The road curved into the next valley and they approached Southtown, the unimaginative name given to this district’s main farming settlement. Windmills appeared first, clean towers with vertical blades spiraling gently in an unfelt breeze. Then came cisterns set on scaffolds, then plowed fields and orchards in the distance. The town was home to some thousand people scattered throughout the valley and surrounding farmlands. There was a grid of drained roads and whitewashed houses, solar and battery operated carts, some goats, chickens pecking in yards. All was orderly, pleasant. This was what rose up after the ruins fell, the home that their grandparents fled to as children.

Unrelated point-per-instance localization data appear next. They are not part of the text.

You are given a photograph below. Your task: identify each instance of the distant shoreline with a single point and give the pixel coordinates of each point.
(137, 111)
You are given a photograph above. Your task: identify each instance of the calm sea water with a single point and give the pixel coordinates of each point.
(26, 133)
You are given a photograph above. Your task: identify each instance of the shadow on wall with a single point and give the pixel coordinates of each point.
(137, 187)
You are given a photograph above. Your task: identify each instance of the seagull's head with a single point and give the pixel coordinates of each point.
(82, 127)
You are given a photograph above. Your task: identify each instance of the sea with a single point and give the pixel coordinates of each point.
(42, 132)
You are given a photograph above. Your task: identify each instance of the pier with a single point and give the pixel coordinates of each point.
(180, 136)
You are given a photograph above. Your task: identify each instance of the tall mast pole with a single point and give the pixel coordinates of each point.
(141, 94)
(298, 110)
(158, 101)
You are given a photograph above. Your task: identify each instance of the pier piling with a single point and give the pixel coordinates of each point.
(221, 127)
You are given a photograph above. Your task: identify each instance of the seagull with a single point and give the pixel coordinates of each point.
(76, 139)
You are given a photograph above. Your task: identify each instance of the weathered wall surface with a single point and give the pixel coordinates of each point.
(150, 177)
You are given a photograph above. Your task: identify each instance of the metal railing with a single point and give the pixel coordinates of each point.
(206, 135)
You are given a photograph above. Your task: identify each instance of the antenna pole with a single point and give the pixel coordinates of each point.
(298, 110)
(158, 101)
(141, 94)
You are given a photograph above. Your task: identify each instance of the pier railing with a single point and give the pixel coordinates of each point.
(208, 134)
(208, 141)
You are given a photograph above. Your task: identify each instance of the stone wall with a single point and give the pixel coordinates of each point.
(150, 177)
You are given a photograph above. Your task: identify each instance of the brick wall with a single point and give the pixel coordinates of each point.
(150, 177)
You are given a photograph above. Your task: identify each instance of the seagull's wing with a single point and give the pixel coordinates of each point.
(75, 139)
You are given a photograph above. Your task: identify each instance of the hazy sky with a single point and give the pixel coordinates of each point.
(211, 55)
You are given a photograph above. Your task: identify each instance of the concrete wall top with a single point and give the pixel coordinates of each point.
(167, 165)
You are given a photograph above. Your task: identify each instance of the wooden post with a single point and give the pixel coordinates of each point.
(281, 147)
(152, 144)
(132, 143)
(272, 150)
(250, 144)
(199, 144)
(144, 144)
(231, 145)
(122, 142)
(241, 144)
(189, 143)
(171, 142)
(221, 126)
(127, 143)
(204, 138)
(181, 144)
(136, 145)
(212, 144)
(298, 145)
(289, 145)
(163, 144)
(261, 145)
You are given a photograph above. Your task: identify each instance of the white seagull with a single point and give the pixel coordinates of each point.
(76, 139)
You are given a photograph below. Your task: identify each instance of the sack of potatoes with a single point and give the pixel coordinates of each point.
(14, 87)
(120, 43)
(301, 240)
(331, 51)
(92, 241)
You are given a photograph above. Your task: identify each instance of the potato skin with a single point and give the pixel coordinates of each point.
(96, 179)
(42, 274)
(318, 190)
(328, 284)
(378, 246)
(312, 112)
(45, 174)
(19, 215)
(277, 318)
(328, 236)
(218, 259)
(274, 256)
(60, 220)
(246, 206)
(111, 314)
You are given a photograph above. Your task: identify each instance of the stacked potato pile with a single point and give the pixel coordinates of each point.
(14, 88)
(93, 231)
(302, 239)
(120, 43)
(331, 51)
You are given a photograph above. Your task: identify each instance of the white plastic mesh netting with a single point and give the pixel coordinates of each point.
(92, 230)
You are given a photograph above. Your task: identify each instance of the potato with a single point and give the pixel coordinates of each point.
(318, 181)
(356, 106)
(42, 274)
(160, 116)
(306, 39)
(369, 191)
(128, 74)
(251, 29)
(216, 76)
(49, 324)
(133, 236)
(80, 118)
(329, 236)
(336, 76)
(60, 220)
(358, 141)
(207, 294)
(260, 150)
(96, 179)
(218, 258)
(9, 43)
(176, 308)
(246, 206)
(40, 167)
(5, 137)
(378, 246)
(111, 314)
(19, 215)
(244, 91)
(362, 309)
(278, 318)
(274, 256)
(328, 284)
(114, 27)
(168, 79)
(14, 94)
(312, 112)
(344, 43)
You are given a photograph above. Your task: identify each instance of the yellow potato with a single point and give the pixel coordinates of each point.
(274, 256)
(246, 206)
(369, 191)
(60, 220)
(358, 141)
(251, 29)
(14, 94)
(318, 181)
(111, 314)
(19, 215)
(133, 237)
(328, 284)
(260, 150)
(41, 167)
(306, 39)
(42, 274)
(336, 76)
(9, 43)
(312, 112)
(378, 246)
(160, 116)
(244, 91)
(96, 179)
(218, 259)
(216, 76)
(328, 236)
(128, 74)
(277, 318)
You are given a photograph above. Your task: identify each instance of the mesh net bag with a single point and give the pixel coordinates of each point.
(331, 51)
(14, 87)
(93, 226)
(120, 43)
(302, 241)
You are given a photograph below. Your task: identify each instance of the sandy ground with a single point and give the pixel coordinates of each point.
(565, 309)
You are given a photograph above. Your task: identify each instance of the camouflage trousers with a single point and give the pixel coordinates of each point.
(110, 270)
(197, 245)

“Will you let the local committee know we’re here?” Bert asked.
“Oh, no. We don’t want anyone to have warning we’re here. We go straight to the household. Give them a shock.”
“Makes sense.”
“This is your first case, isn’t it? Your first investigation?”
“It is. And . . . I guess I’m worried I might have to stop someone.” Bert had a staff like hers but he knew how to use his for more than walking. He had a stunner and a pack of tranquilizer needles on his belt. All in plain view. If she did her job well enough he wouldn’t need to do anything but stand behind her and look alert. A useful tool. He seemed to understand his role.
“I doubt you will. Our reputation will proceed us. It’s why we have the reputation in the first place. Don’t worry.”
“I just need to act as terrifying as the reputation says I do.”
She smiled. “Exactly — you know just how this works, then.”